Katharine Dormandy Haemophilia and Thrombosis Centre, Royal Free Hospital, London, UK.
Bristol Medical School Population Health Sciences, University of Bristol, Bristol, UK.
Haemophilia. 2018 Nov;24(6):988-994. doi: 10.1111/hae.13614. Epub 2018 Oct 8.
Comprehensive musculoskeletal assessment for monitoring joint health in haemophilia includes both physical assessment with Haemophilia Joint Health Score (HJHS) and assessment of self-reported function by Haemophilia Activities List (HAL).
Correlation between physical assessment and joint function was undertaken between HJHS and HAL in patients with SHA and SHB who had both assessments at the same visit over a one-year period.

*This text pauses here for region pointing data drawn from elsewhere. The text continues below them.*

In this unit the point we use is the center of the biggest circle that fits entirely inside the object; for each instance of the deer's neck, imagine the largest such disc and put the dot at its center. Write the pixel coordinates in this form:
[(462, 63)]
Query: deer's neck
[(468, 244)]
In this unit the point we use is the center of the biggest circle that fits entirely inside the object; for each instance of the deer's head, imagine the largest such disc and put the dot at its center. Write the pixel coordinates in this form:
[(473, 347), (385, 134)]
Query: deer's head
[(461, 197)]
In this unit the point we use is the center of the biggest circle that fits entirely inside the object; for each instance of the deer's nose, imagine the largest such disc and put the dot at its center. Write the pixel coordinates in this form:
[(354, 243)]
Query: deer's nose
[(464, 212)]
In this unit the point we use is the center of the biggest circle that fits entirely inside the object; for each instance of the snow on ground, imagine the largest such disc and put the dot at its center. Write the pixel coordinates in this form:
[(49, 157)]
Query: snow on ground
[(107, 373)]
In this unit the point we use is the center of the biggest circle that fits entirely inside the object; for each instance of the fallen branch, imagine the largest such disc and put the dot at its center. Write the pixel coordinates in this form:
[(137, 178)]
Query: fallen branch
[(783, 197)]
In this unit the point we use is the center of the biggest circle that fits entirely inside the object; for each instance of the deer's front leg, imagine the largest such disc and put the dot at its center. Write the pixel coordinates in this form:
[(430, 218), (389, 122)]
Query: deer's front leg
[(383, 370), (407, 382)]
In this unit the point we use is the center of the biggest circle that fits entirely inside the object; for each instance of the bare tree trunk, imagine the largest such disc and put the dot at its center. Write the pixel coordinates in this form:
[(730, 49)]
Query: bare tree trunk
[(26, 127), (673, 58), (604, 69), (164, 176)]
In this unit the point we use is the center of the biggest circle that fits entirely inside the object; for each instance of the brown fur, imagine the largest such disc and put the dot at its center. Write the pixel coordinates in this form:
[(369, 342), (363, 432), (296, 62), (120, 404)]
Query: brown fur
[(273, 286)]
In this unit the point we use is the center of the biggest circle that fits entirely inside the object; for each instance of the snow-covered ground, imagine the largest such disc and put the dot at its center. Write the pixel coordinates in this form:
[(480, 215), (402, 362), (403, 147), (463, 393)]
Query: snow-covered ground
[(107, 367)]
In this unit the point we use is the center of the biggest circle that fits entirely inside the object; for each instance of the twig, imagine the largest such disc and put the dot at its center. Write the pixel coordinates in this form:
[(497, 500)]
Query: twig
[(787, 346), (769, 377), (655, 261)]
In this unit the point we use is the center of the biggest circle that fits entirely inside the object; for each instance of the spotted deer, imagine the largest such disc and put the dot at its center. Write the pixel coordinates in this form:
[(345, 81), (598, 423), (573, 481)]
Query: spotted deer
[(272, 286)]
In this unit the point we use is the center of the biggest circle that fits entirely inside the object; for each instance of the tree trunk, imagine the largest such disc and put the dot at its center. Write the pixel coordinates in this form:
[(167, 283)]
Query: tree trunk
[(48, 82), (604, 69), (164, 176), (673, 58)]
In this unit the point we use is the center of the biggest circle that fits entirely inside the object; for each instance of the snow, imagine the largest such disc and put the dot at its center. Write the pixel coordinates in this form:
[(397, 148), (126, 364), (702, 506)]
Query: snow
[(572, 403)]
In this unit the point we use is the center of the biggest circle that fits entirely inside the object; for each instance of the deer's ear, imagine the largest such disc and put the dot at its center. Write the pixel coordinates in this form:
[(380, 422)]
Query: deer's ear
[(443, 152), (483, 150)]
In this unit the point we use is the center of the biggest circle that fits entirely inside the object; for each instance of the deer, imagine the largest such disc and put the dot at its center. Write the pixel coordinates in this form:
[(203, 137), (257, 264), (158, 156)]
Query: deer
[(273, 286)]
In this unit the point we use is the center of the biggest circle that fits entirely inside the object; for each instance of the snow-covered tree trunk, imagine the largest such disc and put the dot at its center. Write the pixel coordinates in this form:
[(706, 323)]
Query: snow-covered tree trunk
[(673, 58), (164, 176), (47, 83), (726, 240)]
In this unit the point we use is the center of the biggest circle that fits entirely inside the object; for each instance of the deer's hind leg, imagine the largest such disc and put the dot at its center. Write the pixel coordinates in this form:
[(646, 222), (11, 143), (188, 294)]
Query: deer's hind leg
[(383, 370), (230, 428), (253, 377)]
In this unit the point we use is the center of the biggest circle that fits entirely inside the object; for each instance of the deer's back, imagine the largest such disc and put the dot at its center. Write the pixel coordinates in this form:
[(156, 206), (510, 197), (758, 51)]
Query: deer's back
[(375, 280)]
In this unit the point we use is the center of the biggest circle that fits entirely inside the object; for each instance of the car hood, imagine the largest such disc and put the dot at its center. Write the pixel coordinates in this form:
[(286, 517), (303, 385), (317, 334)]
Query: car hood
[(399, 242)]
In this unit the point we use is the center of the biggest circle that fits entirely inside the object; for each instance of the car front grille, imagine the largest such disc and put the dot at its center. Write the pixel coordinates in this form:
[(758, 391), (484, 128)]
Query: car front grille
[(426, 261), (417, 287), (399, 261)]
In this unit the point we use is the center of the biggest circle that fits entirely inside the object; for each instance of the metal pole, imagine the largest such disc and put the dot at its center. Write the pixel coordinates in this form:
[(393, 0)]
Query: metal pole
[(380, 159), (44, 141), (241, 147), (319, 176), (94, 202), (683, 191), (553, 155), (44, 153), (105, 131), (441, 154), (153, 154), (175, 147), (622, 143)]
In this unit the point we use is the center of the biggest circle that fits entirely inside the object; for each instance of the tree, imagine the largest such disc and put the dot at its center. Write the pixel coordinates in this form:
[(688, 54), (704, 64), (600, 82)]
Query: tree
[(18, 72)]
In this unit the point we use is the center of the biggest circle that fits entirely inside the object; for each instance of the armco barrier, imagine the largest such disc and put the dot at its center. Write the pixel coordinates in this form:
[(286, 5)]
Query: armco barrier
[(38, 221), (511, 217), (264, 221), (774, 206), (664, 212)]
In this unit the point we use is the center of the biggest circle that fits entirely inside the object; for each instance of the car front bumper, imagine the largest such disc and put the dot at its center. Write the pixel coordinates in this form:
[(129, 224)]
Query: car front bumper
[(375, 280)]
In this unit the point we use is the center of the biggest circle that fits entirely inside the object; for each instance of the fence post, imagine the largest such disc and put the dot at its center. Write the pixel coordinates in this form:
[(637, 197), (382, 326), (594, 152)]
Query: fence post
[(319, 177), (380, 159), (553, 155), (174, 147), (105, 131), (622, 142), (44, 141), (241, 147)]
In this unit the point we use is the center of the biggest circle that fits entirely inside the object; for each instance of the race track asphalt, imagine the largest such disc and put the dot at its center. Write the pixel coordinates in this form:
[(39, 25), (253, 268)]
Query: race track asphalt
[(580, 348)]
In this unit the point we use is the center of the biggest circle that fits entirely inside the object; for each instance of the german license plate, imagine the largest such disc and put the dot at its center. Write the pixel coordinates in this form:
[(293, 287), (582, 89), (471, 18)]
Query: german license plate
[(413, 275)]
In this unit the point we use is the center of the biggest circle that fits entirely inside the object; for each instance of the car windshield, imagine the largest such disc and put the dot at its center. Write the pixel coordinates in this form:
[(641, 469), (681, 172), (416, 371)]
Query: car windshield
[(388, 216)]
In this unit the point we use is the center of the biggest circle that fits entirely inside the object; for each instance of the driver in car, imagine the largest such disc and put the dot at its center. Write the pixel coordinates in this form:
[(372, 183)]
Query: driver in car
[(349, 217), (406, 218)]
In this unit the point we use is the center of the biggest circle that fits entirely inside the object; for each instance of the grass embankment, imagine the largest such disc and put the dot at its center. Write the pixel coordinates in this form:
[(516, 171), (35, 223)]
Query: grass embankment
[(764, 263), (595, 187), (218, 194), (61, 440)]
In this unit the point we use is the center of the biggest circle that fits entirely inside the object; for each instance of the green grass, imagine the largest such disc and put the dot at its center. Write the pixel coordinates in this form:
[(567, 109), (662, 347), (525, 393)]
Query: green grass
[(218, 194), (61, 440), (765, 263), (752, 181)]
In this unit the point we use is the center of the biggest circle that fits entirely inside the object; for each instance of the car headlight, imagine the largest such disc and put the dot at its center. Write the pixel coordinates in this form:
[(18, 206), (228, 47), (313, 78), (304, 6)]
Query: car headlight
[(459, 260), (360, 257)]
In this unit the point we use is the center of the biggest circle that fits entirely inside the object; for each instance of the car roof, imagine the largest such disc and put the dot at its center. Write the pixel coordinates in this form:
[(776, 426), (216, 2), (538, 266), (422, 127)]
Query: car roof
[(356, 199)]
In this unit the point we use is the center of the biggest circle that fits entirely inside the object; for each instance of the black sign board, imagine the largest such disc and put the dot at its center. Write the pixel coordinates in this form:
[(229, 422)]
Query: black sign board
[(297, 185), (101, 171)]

Data from 120 patients (96-SHA/24 = SHB) with a median age 33 years (range 19-73) were included. Median total HJHS was 19, increasing with age: 18-30 years-7, 31-50 years-25 and 51-73 years-44. Similarly, median total HAL score was 80 with decreased function associated with increasing age: 18-30 years-90.4, 31-59 years-71.7, 51-73 years-49.5. Median Total HJHS and HAL demonstrated strong correlation (r = 0.66, P < 0.01). Moderate-to-strong correlations were seen across the entire age group between the HJHS LL and UL subtotals and corresponding limb HAL domains. Within age groups, correlations were less significant particularly for the upper UL domains in HAL and the UL HJHS score. The wide range of ROM in joints categorized as markedly affected (ie, ROM loss score = 3) highlights the potential ceiling effect of this domain score and its use in chronically damaged joints.
HJHS and HAL showed moderate-to-strong correlation with discrepancy in some individual patients. Prospective studies are required to better understand the clinical utility of both especially in severe joint disease where HAL may have a potential advantage.
监测血友病关节健康的综合肌肉骨骼评估包括使用血友病关节健康评分(HJHS)进行体格评估和使用血友病活动清单(HAL)评估自我报告的功能。
在同一访视期间对 SHA 和 SHB 患者进行这两项评估的情况下,对一年内同一访视时的 HJHS 和 HAL 进行体格评估与关节功能之间的相关性进行了评估。
纳入了 120 名患者(96 名-SHA/24 名=SHB)的数据,中位年龄为 33 岁(范围 19-73 岁)。中位总 HJHS 为 19 分,随年龄增加而增加:18-30 岁-7 分,31-50 岁-25 分,51-73 岁-44 分。同样,中位总 HAL 评分为 80 分,功能下降与年龄增加相关:18-30 岁-90.4 分,31-59 岁-71.7 分,51-73 岁-49.5 分。中位总 HJHS 和 HAL 显示出很强的相关性(r = 0.66,P < 0.01)。在整个年龄组中,HJHS LL 和 UL 亚总分与相应的肢体 HAL 域之间均显示出中度至强相关性。在年龄组内,相关性不显著,尤其是在 HAL 的上 UL 域和 HJHS UL 评分中。归类为明显受损的关节的 ROM 范围很广(即,ROM 损失评分=3)突出了该域评分的潜在上限效应及其在慢性受损关节中的应用。
HJHS 和 HAL 显示出中度至强相关性,但在一些个别患者中存在差异。需要进行前瞻性研究,以更好地了解这两种方法的临床实用性,特别是在严重关节疾病中,HAL 可能具有潜在优势。